On my boat, we still did firing solutions for torpedoes using a slide ruler.

The military is quick to embrace new technology but slow to completely rely on it to the exclusion of other methods. The great fear is that technology will let you down at a critical moment via failure or damage. That's why they teach the old methods alongside the new ones.

Agree. When I was in the USAF, we had micro-processor controlled communication systems, but also still had the 1950's Teletypes as backups. Running a war at 75 baud...

One time we bolted some backpack straps to one, painted it camo, and called it our Tactical Teletype. The joke was that it was 350 pounds of steel parts and electric motor...

I wonder if modern fighter pilots still need to learn old NDB and ADF radio beacon navigation? In a modern jet, I assume that if your computer-aided nav systems are non-functional, the plane is probably non-functional as well?
In a fighter, the cockpit is too cramped and the weight/balance figures too tight to allow for backup nav systems, other than a compass.
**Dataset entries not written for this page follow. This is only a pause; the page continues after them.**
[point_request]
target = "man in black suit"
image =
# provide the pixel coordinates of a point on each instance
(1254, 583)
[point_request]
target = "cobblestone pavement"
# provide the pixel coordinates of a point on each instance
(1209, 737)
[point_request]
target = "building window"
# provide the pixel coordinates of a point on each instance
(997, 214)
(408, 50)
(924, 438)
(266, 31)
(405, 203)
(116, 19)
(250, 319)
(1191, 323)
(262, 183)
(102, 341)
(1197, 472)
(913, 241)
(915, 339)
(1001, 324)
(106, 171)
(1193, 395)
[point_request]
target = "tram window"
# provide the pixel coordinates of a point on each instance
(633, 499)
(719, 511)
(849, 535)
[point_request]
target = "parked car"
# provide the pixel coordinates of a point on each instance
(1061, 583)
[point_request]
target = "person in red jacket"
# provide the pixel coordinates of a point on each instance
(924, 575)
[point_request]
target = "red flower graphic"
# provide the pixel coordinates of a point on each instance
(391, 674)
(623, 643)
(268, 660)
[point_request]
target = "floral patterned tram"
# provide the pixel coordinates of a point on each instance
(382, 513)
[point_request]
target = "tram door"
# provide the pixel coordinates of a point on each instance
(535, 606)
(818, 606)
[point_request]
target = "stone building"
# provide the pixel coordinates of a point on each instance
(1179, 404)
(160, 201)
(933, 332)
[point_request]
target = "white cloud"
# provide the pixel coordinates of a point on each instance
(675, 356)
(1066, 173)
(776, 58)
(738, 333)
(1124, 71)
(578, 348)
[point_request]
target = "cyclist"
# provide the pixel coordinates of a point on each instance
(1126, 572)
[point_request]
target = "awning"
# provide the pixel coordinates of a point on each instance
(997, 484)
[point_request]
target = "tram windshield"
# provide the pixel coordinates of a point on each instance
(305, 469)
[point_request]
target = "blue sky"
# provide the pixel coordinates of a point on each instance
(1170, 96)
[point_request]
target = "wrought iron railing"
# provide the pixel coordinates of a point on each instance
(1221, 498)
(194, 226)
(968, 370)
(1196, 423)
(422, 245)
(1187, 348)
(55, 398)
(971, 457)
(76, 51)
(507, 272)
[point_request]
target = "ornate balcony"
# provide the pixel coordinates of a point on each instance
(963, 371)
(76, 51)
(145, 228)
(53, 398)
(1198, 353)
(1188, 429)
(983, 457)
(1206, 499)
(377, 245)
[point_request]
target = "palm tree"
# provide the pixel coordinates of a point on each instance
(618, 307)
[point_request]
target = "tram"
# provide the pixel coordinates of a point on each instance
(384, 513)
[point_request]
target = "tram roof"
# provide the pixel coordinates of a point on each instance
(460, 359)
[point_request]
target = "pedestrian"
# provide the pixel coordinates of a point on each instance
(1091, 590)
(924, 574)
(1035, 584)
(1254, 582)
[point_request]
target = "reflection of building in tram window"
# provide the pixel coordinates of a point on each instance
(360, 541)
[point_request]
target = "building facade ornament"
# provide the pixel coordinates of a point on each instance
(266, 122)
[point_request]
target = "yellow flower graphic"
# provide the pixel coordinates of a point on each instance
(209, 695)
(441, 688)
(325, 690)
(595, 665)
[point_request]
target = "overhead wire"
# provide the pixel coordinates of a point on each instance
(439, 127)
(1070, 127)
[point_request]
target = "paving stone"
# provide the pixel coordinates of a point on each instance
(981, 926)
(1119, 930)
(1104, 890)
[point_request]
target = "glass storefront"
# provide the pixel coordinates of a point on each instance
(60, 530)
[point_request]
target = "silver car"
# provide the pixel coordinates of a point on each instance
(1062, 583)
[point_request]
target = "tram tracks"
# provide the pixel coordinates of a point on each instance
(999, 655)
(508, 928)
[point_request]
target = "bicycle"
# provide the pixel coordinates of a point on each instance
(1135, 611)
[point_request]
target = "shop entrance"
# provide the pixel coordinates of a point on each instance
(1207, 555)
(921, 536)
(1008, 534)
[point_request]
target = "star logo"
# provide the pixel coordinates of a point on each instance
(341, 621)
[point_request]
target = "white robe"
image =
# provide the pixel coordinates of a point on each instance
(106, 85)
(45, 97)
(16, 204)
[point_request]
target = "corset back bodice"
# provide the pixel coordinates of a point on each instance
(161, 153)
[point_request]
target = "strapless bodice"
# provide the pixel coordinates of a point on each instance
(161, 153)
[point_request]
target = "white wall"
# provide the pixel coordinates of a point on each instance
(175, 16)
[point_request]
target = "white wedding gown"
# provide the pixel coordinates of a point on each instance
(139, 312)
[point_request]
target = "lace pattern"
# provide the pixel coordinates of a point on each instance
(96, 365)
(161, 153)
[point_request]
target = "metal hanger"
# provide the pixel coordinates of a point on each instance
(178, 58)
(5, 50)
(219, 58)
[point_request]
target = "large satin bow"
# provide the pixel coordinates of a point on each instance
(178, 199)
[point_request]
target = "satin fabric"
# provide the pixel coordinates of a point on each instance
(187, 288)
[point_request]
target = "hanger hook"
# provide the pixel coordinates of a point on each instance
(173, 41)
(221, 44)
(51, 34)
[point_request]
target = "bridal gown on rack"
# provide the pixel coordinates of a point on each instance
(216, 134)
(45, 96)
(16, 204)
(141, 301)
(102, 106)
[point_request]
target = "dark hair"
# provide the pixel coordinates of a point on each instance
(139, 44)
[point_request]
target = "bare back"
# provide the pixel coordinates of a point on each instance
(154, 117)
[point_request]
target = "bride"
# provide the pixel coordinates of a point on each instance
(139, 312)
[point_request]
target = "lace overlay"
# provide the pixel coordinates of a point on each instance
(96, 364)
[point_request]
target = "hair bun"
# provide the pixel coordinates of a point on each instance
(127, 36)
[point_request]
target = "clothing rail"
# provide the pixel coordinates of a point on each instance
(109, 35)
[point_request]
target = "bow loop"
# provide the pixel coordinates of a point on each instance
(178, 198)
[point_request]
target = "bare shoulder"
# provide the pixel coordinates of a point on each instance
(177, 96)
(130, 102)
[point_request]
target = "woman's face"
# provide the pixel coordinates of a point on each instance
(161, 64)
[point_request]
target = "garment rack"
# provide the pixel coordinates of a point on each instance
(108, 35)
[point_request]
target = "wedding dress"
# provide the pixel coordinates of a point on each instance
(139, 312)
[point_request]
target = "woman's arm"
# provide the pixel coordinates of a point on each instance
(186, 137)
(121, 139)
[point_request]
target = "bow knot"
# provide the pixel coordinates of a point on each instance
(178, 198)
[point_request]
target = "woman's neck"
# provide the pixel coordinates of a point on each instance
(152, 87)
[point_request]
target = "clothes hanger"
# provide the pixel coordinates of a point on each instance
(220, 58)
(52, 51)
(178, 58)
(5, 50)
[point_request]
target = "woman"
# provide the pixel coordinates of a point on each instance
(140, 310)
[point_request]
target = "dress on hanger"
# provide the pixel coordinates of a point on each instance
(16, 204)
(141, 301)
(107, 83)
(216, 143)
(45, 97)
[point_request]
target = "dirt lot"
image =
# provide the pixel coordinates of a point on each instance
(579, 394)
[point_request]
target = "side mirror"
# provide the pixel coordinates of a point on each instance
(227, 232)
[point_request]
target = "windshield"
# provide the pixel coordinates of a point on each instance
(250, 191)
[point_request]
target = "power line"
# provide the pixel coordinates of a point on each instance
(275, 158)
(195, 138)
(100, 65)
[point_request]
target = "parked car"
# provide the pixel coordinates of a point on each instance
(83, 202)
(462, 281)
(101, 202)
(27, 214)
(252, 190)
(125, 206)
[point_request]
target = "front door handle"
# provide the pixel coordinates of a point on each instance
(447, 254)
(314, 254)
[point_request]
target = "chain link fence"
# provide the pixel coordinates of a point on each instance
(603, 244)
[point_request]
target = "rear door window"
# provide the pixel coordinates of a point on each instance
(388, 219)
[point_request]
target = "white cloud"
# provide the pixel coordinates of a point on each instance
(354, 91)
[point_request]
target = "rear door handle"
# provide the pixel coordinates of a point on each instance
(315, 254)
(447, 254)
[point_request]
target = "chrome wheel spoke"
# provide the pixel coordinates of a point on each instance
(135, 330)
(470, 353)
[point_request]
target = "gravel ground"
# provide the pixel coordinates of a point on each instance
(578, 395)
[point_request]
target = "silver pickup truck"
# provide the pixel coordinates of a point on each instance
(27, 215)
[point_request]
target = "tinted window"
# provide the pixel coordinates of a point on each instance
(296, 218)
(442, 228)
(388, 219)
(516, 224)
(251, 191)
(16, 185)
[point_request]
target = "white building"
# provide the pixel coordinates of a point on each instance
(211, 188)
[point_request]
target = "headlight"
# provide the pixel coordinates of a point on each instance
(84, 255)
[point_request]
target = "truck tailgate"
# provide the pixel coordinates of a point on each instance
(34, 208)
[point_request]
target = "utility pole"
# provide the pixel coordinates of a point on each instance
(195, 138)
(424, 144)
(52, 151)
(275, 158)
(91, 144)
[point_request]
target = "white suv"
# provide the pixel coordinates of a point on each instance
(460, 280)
With it, they could drop down and follow a road or power-line home (at the expense of greater fuel consumption and exposure to hostile ground fire). But if they still have an operating radio, they'd probably call air traffic control or an E-3 Sentry for directions. Larger planes like the B-52 might still have their radio beacon equipment installed.
What I was asking, though, was do the pilots still have to learn it? Considering the limitations we both pointed out, I wonder if it has been removed from ground school and basic pilot instruction.